7.—(1) In relation to all medical exposures to which these Regulations apply except radiotherapeutic procedures, the practitioner and the operator, to the extent of their respective involvement in a medical exposure, shall ensure that doses arising from the exposure are kept as low as reasonably practicable consistent with the intended purpose.

(2) In relation to all medical exposures for radiotherapeutic purposes the practitioner shall ensure that exposures of target volumes are individually planned, taking into account that doses of non-target volumes and tissues shall be as low as reasonably practicable and consistent with the intended radiotherapeutic purpose of the exposure.

(3) Without prejudice to paragraphs (1) and (2), the operator shall select equipment and methods to ensure that for each medical exposure the dose of ionising radiation to the individual undergoing the exposure is as low as reasonably practicable and consistent with the intended diagnostic or therapeutic purpose and in doing so shall pay special attention to—

(a)quality assurance;

(b)assessment of patient dose or administered activity; and

(c)adherence to diagnostic reference levels for radiodiagnostic examinations falling within regulation 3(a), (b), (c) and (e)

as set out in the employer’s procedures.

(4) For each medical or biomedical research programme falling within regulation 3(d), the employer’s procedures shall provide that—

(a)the individuals concerned participate voluntarily in the research programme;

(b)the individuals concerned are informed in advance about the risks of the exposure;

(c)the dose constraint set down in the employer’s procedures for individuals for whom no direct medical benefit is expected from the exposure is adhered to; and

(d)individual target levels of doses are planned by the practitioner for patients who voluntarily undergo an experimental diagnostic or therapeutic practice from which the patients are expected to receive a diagnostic or therapeutic benefit.

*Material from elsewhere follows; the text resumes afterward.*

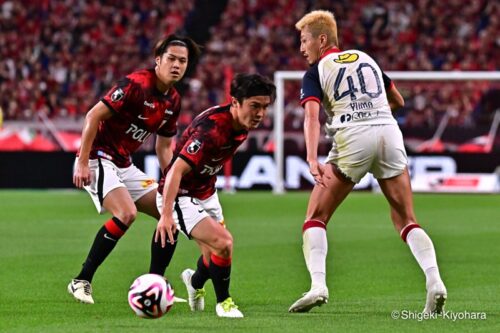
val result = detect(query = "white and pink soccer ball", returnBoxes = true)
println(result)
[128,274,174,319]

(5) In the case of patients undergoing treatment or diagnosis with radioactive medicinal products, the employer’s procedures shall provide that, where appropriate, written instructions and information are provided to—

(a)the patient, where he has capacity to consent to the treatment or diagnostic procedure; or

(b)where the patient is a child who lacks capacity so to consent, the person with parental responsibility for the child; or

(c)where the patient is an adult who lacks capacity so to consent, the person who appears to the practitioner to be the most appropriate person.

(6) The instructions and information referred to in paragraph (5) shall—

(a)specify how doses resulting from the patient’s exposure can be restricted as far as reasonably possible so as to protect persons in contact with the patient;

(b)set out the risks associated with ionising radiation; and

(c)be provided to the patient or other person specified in paragraph (5) as appropriate prior to the patient leaving the hospital or other place where the medical exposure was carried out.

(7) In complying with the obligations under this regulation, the practitioner and the operator shall pay special attention to—

(a)the need to keep doses arising from medico-legal exposures as low as reasonably practicable;

(b)medical exposures of children;

(c)medical exposures as part of a health screening programme;

(d)medical exposures involving high doses to the patient;

(e)where appropriate, females in whom pregnancy cannot be excluded and who are undergoing a medical exposure, in particular if abdominal and pelvic regions are involved, taking into account the exposure of both the expectant mother and the unborn child; and

(f)where appropriate, females who are breastfeeding and who are undergoing exposures in nuclear medicine, taking into account the exposure of both the female and the child.

(8) The employer shall take steps to ensure that a clinical evaluation of the outcome of each medical exposure, is recorded in accordance with the employer’s procedures or, where the employer is concurrently practitioner or operator, shall so record a clinical evaluation, including, where appropriate, factors relevant to patient dose.

(9) In the case of fluoroscopy—

(a)the operator shall ensure that examinations without devices to control the dose rate are limited to justified circumstances; and

(b)no person shall carry out an examination without an image intensification or equivalent technique.